Perhaps by the tests of the world Lull is a failure. As a philosopher, his dialectic is not the divinely inspired instrument of truth he thought it. As a missionary, he failed to reclaim any part of the Islamic world, even the North Africa from whence Augustine had sprung. As the organizer of an order, his dreams were ignored and faded away; his project for missionary colleges came to nothing; the Christian world rushed forward to its great cataclysm unheeding. He saw his Aristotelian opponents given more authority than ever. He himself gained after death the reputation of a sorcerer, a dabbler in the black art, a disseminator of superstition, a charlatan, and a heretic. But for seventy years he fought without once giving up; when one project for the advancement of his faith came to nothing, he started another, and when he gave his life at the end, he did so with an unalterable conviction that those who fight for the true God are never defeated; that however futile and quixotic they may appear to the world, God is using them in the advancement of his purpose. It is much easier to be a great man if the age will respond to one’s greatness: Luther always had powerful support behind him; Lull was almost as isolated as Athanasius for most of his long life.15 Somehow or other, all good actions are conserved and carried on; all evil ones separated out. Such was Lull’s faith.

The birds hymned the dawn, and the Beloved, who is the dawn, awakened. And the birds ended their song, and the Lover died in the dawn for his Beloved. [BL, 23]

Bibliographical Note

1. Ramon Lull By Allison Peers. London (Macmillan: S.P.C.K.), 1929.

This looks like the nearest thing to a definitive biography of Lull in any language. It has completely superseded the two following works and is a book of thorough and complete information, excellent writing, and broad sympathies.

2. Raymond Lull, the Illuminated Doctor. By W.T.A. Barber. London (Charles H. Kelly), 1903.

A minor work, of little importance now, said in the Peers bibliography to be inaccurate. Mr. Barber makes out a case for Lull the alchemist.

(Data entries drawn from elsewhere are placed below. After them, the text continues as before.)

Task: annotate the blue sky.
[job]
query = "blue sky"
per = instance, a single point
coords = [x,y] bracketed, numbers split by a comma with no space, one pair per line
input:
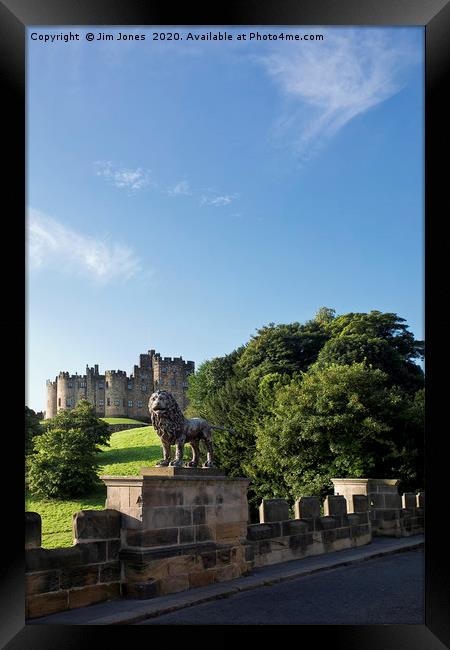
[180,195]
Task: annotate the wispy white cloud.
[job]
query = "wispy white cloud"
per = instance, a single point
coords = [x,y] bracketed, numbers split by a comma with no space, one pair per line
[328,83]
[122,177]
[180,189]
[52,244]
[217,200]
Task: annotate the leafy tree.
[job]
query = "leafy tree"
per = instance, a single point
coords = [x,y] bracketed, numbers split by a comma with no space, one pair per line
[210,377]
[337,421]
[32,428]
[283,349]
[63,464]
[81,417]
[64,460]
[380,339]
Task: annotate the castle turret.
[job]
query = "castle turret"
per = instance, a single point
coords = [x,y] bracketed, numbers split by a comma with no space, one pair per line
[50,410]
[66,392]
[116,393]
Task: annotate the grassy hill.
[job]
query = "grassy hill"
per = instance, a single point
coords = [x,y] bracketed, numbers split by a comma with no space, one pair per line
[128,452]
[122,421]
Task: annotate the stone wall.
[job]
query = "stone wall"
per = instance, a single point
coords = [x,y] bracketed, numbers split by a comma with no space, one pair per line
[86,573]
[391,514]
[113,428]
[172,529]
[280,539]
[115,394]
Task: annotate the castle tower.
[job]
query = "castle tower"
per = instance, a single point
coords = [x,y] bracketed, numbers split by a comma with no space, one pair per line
[116,386]
[50,410]
[66,391]
[172,375]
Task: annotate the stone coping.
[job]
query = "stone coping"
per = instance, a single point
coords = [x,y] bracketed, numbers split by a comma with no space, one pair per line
[204,472]
[364,481]
[132,480]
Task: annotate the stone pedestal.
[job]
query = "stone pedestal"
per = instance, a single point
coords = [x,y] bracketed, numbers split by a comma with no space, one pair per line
[180,528]
[384,501]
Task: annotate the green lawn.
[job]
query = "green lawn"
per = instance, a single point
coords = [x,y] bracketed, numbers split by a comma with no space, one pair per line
[121,421]
[128,452]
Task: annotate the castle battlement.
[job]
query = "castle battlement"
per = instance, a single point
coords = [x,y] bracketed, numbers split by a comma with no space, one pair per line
[117,394]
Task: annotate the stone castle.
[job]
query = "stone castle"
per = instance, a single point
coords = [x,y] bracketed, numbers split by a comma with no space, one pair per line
[114,394]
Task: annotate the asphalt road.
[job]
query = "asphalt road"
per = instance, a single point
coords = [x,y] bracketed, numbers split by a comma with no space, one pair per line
[387,590]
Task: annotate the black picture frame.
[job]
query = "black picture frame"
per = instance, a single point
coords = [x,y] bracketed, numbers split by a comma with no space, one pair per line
[434,16]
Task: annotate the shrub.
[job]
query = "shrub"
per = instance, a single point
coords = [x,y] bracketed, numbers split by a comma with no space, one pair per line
[63,465]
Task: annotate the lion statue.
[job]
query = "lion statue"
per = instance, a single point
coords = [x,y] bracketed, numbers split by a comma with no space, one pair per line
[174,429]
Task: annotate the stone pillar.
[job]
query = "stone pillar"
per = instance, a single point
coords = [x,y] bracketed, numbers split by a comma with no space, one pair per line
[181,528]
[385,504]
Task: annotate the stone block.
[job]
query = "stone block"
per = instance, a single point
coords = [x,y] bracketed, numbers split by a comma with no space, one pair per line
[408,501]
[167,517]
[200,579]
[343,533]
[325,523]
[79,576]
[259,531]
[45,604]
[307,507]
[173,585]
[198,515]
[360,503]
[223,556]
[141,590]
[376,500]
[41,559]
[294,527]
[393,501]
[110,572]
[273,510]
[183,564]
[33,530]
[163,496]
[264,547]
[249,552]
[142,571]
[202,533]
[161,537]
[93,594]
[209,559]
[230,531]
[42,582]
[96,524]
[187,535]
[300,542]
[113,549]
[329,536]
[335,505]
[389,515]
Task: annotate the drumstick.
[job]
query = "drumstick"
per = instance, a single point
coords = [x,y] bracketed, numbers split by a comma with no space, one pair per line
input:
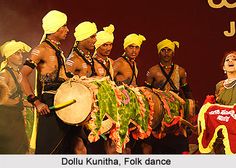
[62,104]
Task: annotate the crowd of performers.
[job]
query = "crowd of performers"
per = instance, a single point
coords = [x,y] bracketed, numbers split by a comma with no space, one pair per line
[90,57]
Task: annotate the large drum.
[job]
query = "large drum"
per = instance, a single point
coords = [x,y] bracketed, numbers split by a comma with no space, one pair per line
[121,110]
[77,112]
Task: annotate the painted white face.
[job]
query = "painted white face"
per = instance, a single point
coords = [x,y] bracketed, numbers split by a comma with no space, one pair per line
[230,63]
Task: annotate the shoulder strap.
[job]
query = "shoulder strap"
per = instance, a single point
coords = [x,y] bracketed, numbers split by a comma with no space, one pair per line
[18,88]
[87,62]
[133,71]
[60,60]
[106,68]
[168,78]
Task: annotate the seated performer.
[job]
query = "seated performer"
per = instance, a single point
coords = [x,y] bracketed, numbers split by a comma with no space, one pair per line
[103,47]
[226,92]
[168,76]
[48,58]
[13,139]
[80,61]
[125,69]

3. Raymund Lull, First Missionary to the Moslems. By Samuel M. Zwemer. New York (Funk and Wagnalls), 1902.

A fairly readable but somewhat antiquated account, disfigured by a violent antimedieval and antischolastic prejudice.

4. Raymund Lully, Illuminated Doctor, Alchemist and Christian Mystic. By A.E. Waite. London (W. Rider and Son), 1922.

Mr. Waite, perhaps the greatest living authority on occultism, makes out a good case for a pseudo-Lull who was one of the greatest alchemists between Geber and Cornelius Agrippa and lived in the fourteenth century somewhat later than the genuine Lull, spending much of his life in England. The author rather spoils this thesis by attempting to show that the pedant who wrote the Ars Magna cannot be the fervent mystic who wrote Blanquerna.

The Cambridge Medieval History, vols. 5, 6, and 7, provided the historical background for the essay, and Windelband, History of Philosophy, the intellectual and philosophical. The Encyclopaedia of Religion and Ethics has a useful article on Lullism, and the Catholic Encyclopedia, an irritating but somewhat amusing attack by Thomist orthodoxy standing on its dignity. The Encyclopaedia Universal Illustrada has separate entries for Raimundo Lullio and Ramon Lull, but my Spanish is not equal to deciphering either.

5. The Book of the Lover and the Beloved. Translated from the Catalan of Ramon Lull with an introductory essay by E. Allison Peers. London (Macmillan: S.P.C.K.), 1923.

All quotations from Lull in the essay are from this work, unless otherwise stated.